Group "S-Train"
Dagani Federico, Galimberti Tommaso, Kodad Michal
Our project aims to digitize images of cooking recipes taken from screenshots or scans of cooking websites and books. The main goal is to process these images and automatically extract and categorize their content into three raw text sections:
- Dish Title
- Ingredients List
- Recipe Instructions
To train and evaluate our model, we used digitized recipe databases as ground truth. To simulate input images, we generated synthetic data by converting recipe text into Markdown pages (mimicking different cooking books and websites) and rendering them as images using Pandoc.
The model is composed of two main components:
- OCR Module – detects bounding boxes and extracts raw text from the image
- NLP Head – classifies the extracted text into categories (title, ingredients, instructions)
We used the "Food Ingredients and Recipes Dataset with Images" from Kaggle, which contains around 13,500 rows. Each row includes the following string attributes:
TitleIngredientsInstructionImage_nameCleaned_ingredients
For our project, we focused on the first three fields: Title, Ingredients, and Instruction, as these align with the output targets of our model.
The only preprocessing step needed was to remove rows with missing values in any of the selected fields to ensure clean training data.
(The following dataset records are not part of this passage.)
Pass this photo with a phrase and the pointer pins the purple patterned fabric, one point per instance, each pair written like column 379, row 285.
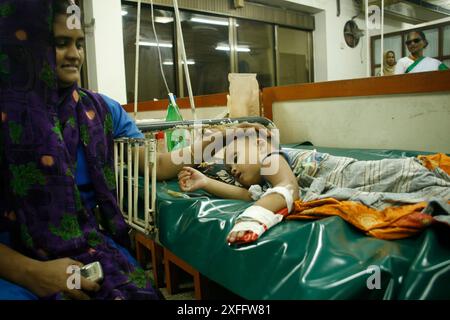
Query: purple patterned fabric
column 41, row 127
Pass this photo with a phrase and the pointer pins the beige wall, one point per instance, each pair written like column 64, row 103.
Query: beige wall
column 410, row 122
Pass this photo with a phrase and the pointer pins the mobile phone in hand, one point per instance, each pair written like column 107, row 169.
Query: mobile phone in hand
column 92, row 272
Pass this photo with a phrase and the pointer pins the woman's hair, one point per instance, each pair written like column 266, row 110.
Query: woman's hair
column 421, row 34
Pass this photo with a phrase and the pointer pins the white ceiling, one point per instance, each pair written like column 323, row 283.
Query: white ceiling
column 441, row 3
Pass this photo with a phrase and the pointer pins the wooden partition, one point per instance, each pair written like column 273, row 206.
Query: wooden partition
column 426, row 82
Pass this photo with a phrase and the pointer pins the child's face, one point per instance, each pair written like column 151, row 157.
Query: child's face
column 69, row 52
column 245, row 167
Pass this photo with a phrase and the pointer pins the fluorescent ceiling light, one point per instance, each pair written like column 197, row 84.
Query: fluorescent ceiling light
column 163, row 19
column 210, row 21
column 154, row 44
column 170, row 63
column 238, row 49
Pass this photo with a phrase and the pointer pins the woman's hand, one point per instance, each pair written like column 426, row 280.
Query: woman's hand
column 190, row 179
column 50, row 277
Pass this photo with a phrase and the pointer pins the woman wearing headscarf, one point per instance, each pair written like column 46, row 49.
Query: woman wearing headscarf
column 56, row 161
column 416, row 61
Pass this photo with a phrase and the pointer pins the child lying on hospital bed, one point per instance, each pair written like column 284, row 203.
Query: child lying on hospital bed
column 275, row 179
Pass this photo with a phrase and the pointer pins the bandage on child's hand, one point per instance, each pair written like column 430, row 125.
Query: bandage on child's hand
column 190, row 179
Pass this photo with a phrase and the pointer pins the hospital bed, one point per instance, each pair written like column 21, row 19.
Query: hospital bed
column 323, row 259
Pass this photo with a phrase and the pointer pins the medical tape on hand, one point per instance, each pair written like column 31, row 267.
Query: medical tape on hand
column 285, row 192
column 261, row 215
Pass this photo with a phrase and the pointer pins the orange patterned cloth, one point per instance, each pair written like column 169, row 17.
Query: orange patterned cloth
column 390, row 223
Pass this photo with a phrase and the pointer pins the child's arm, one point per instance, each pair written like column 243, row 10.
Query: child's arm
column 190, row 179
column 169, row 164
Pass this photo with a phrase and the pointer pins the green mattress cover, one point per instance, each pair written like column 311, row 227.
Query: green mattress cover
column 322, row 259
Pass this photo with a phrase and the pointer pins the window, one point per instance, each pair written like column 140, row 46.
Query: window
column 215, row 46
column 151, row 83
column 255, row 50
column 294, row 56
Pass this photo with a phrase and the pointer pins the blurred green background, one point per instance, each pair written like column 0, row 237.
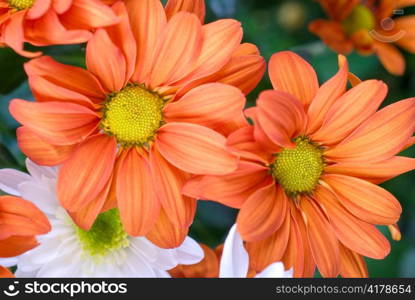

We used PP-StructureV2 as our OCR engine, which follows a layout-first strategy rather than applying text recognition directly across the whole image.
-
Layout Analysis:
The model first analyzes the visual structure of the page using a detection network. It identifies and segments regions of interest — such as paragraphs, headings, tables, and other blocks — by drawing bounding boxes (bboxes) around them. These regions are semantically meaningful and correspond to logical sections of the page. -
Text Recognition:
Once the blocks are detected, the system applies a text recognition model only within each identified bbox.
In our case, this approach allowed us to isolate text blocks likely corresponding to titles, ingredients, and instructions. These extracted texts were then passed to our NLP classifier for categorization.
The extracted text from each bbox was passed to an Electra-small-discriminator model, which classified the content into one of three classes:
- Title
- Ingredients
- Instructions
To train the NLP classifier, we extracted tuples of (title, ingredients, instructions) from each row in the dataset. These three text segments were batched separately and tokenized using the Electra tokenizer. During each training step, we passed these tokenized batches one at a time through the model by calling it three times—once for each content type. At each step the losses are computed from the three different classes and summed togheter.
The loss is then used to update the model's weights via backpropagation, using the AdamW optimizer. This training setup helped the model learn to distinguish between the three categories by explicitly presenting examples of each class during every training iteration.
Despite having a balanced training set, the model initially predicted only the class "title" for all inputs.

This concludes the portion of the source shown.